Friday, November 30, 2007

A view of 'the Middle Kingdom'.

Things were so much more straight forward during the Cold War. It was pretty obvious to us who the 'other side' were, and they were there, and we were here, and there was very little interaction, and virtually no reliance of one bloc one to the other for trade or commerce.

These days, things are different. The 'other side' is really other sides, and interaction, trade and commerce is intimately intertwined. We need oil from the middle east, yet that is where many of those who view the west as enemies come from. We import cheap goods from China, export our resources, yet China is an up-and-coming economic and military power.

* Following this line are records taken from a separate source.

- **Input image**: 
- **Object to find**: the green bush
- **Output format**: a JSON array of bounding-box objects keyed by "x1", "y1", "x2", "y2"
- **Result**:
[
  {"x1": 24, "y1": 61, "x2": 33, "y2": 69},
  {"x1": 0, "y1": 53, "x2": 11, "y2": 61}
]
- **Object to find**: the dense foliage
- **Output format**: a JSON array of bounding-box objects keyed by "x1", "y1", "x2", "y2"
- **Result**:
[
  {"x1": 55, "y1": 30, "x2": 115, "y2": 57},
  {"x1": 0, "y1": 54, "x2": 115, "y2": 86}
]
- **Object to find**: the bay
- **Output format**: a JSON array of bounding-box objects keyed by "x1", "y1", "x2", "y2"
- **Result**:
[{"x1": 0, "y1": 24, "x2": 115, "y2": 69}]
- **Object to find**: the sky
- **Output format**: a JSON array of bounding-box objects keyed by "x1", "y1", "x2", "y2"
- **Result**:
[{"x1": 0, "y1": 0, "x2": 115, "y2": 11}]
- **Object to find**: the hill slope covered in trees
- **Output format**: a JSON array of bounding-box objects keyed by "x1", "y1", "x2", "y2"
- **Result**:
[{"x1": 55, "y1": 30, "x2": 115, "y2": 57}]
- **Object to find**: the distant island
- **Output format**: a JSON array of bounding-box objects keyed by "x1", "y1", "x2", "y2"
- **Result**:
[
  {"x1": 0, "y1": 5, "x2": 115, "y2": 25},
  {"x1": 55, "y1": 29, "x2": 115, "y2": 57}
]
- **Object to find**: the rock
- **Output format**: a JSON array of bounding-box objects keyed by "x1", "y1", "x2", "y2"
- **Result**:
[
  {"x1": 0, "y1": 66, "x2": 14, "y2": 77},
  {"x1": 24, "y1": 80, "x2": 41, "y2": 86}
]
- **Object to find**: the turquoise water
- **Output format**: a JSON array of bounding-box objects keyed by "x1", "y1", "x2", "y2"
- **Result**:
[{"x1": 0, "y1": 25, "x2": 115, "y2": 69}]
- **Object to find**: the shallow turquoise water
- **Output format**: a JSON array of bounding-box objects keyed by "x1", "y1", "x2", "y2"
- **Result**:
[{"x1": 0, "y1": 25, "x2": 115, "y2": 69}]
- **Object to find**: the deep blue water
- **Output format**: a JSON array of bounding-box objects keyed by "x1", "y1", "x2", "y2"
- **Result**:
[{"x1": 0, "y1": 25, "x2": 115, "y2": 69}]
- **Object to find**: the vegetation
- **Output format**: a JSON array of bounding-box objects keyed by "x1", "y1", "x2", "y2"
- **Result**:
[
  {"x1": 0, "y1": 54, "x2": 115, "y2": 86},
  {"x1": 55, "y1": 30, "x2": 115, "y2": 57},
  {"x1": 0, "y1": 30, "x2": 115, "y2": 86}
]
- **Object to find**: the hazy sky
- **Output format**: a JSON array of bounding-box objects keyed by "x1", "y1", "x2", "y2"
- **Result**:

So when I see thought provoking articles like this one (found via Samizdata), I try to visualise where it's all heading.

Gary Rosen from 'Commentary' magazine (must remember that one - looks like good journalism) visited China and got quite an education. Not just on what China has achieved in less than 20 years of embracing a market economy, but in how things are done there;
"...One might have an abstract sense of the scale and density of China’s hyper-development, but seeing it on foot or from the window of a minibus is another thing altogether. The massive, anonymous glass-and-steel office towers and concrete apartment blocs simply go on forever, and the traffic is a heart-stopping game of chicken, with bicycles, “trishaws,” and motorized carts flowing heedlessly into lanes of overloaded trucks and speeding Buicks and BMW’s. This is the ground-level view of a decade-and-a-half of roughly 10-percent annual growth in GDP, a period during which hundreds of millions of Chinese have been lifted from poverty...".

"...As he spoke to us in a glass-walled conference room, the smog outside was so thick that nearby buildings were visible only in outline. “Is this a ‘good’ air day?,” I asked, pointing toward the street. Without missing a beat, he replied, “it takes an expert to determine that.”...".

"...When I asked him what would happen if protesters wished to speak out about Taiwan or the human-rights situation in China, he said that “the public-security apparatus would decide what is appropriate,” noting (without apparent irony) that “this is how it is done in every country...".

"...“China has a population of 1.3 billion people, including the 23 million people of Taiwan. It is not for them to decide their own status.”...".

"...Thinking about Yuan and her friends—cosmopolitan, English-speaking students at China’s most elite university—I find it difficult to imagine that the People’s Republic will easily contain them. Some will undoubtedly be co-opted by economic opportunities, like much of China’s middle class; others will end up serving the Chinese state, perhaps in a role like that of Mr. Huang, practicing the “techniques of hospitality” on foreign visitors. But it seems just as likely that, following the lead of the previous generation, they will begin to ask why China, alone among the world’s great nations, cannot enjoy the full range of modern freedoms. Their protestations aside, they may yet have their own Tiananmen. If it comes to that, one can only pray that this time it turns out very differently....".
When reading, not just that, but many things on China, I am left with the feeling China has made some issues for itself to deal with. How, for example can you educate and open up a society without that society observing and questioning? And if the answer to that question is not what the rulers are prepared to accommodate?

What of China's neighbours? Taiwan has the Sword of Damocles hanging over it. I suspect China has some scores to settle with Japan. And if it wants 'liebenstraum' and resources - what then?

And that is only part of the modern equation. Add in the Islamic world, India, Russia, the 'United States of Europe' (the EU) and the world is most certainly a very differt place than it was pre-1989!